There was a reverse picture for Nora's and Mrs Linden's lives in the play.Firstly,Mrs Linden comes to Nora as a forlorn,seeking for a job after sacrificing for her brothers and mother-by getting married to a rich man.By the end,she begins a new life with her old mate,krogstad.Later in the play,Nora becomes a forlorn after separation from her husband,and goes to Mrs Linden!

Nora needs to find an identity for herself in that society.She is treated as a doll not only in her husband's house,but in her father's house as well.Torvald seems to be ungrateful to Nora's sacrificial role in his life,when he says:"Nobody sacrifices his honor for the one he loves".But she says:"Hundreds and thousands of women have".
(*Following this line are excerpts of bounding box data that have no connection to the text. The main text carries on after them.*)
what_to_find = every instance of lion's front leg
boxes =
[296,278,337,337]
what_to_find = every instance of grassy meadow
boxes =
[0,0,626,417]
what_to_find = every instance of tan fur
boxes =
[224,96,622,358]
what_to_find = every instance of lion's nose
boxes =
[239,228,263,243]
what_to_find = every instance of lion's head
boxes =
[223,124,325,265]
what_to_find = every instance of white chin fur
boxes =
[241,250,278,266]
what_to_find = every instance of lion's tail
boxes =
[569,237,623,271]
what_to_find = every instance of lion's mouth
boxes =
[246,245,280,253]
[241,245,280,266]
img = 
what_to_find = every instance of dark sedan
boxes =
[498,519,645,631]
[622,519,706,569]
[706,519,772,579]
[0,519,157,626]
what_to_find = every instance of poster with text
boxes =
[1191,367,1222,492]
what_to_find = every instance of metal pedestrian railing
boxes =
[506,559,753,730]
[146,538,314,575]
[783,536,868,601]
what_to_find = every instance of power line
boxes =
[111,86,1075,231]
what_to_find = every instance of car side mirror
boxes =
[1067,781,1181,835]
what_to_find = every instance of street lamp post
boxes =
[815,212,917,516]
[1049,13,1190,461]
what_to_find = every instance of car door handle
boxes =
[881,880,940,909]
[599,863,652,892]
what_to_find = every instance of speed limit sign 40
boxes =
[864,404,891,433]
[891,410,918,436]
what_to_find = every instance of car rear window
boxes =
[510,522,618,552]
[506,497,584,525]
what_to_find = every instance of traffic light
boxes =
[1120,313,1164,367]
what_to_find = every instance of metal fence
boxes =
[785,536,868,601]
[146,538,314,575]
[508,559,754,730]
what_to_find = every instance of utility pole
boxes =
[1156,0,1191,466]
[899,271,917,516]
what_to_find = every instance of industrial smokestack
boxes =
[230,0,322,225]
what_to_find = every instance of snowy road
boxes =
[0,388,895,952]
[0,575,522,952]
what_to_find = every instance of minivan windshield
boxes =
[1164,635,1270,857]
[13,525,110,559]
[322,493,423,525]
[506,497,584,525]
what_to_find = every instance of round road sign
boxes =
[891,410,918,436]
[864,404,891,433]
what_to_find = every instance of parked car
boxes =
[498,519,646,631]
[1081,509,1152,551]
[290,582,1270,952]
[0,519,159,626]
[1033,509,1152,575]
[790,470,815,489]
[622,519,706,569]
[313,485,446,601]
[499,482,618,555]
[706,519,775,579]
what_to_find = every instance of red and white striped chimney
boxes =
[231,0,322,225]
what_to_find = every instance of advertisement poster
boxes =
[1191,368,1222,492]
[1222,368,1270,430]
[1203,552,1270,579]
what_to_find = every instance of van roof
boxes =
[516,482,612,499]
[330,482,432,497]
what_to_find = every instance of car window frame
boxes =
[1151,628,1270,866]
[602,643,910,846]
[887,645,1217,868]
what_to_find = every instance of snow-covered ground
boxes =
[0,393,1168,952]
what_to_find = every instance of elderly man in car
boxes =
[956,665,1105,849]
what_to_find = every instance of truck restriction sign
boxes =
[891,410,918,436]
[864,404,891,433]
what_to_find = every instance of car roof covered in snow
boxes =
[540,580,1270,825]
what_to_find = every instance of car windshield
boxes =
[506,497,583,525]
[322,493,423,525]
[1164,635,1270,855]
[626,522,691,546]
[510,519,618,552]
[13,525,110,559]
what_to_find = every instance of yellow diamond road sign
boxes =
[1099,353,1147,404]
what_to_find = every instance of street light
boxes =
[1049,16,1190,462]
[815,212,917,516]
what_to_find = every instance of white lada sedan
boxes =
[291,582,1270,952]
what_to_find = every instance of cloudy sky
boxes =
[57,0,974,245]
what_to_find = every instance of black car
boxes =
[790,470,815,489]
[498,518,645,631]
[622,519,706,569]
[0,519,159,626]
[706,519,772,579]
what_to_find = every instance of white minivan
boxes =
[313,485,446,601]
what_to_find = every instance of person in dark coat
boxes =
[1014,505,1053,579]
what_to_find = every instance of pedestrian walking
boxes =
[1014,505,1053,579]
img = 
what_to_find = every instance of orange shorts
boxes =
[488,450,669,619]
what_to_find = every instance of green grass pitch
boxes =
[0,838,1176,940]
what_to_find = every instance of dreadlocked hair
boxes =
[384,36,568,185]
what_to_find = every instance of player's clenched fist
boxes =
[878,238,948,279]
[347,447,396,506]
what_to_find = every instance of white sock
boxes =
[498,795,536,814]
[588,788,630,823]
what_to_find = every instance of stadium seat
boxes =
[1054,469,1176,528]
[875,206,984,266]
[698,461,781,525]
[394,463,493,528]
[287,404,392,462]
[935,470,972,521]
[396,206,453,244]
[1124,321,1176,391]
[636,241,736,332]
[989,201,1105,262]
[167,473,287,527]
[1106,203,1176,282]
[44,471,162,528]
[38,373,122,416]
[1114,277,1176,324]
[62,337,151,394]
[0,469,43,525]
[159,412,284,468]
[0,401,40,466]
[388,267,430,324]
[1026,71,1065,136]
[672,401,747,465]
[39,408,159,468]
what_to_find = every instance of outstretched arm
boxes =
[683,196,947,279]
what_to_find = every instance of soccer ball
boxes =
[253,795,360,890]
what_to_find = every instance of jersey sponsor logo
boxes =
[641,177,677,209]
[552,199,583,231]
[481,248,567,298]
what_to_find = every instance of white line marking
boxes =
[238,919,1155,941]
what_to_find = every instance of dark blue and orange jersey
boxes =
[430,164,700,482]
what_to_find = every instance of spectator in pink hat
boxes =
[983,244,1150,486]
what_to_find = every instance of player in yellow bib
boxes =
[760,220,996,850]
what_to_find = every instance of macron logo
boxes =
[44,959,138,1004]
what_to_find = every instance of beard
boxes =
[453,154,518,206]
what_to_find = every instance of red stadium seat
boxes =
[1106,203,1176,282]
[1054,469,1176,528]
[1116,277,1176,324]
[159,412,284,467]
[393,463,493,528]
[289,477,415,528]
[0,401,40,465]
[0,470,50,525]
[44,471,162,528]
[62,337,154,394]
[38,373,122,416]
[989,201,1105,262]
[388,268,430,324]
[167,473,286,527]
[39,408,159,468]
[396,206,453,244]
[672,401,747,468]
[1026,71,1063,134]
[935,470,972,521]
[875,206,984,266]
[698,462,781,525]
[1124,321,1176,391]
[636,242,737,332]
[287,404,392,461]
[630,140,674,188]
She obeys Dr.Rank-the physician of the family-to leave her house so as not to corrupt her kids with her morality.

To summarize,what Nora did is a courage for all the women to have their complete rights during that period.Nora's like a bird in a cage,owned by a selfish owner (Torvald).Suddenly,that bird breaks away from that cage,and flies freely to a new life of freedom.

EF_Team2 1 / 1703  
Sep 13, 2006   #2
Greetings!

I am happy to provide you with some feedback.

First off, if this is intended to be a formal essay for an English or literature class, your writing style is a bit casual. I'd eliminate "Really" in the opening and use the title rather than "that play." Avoid exclamation points and unnecessary phrases like, "I mean." Try to find more vivid adjectives than "great" or repetitive ones like "flies freely to a new life of freedom."

Probably the most important suggestion I can make is that you proofread closely for grammar and word usage. You have some sentence fragments ("All that for her husband's sake.") Some places words are not used properly in conjunction with other words: "how much they were badly-appreciated" could be phrased better as, "how women were mistreated and undervalued . . ." and you use "a forlorn" several times. Forlorn is not a noun; one can "become forlorn" but not be "a forlorn." Be sure to put a space after periods and commas.

Reading your essay out loud can help you hear where there may be problems such as, "she turns to put up an end for this miserable life" when you probably meant "she turns up to put an end to" it.

Remember to write as if you are explaining the play to someone who has never read it. Keep polishing it until it shines and your hard work will pay off!

Thanks,

Sarah, EssayForum.com
OP smskamel 1 / 1  
Sep 13, 2006   #3
Thanks a lot. I'll try to improve my writing.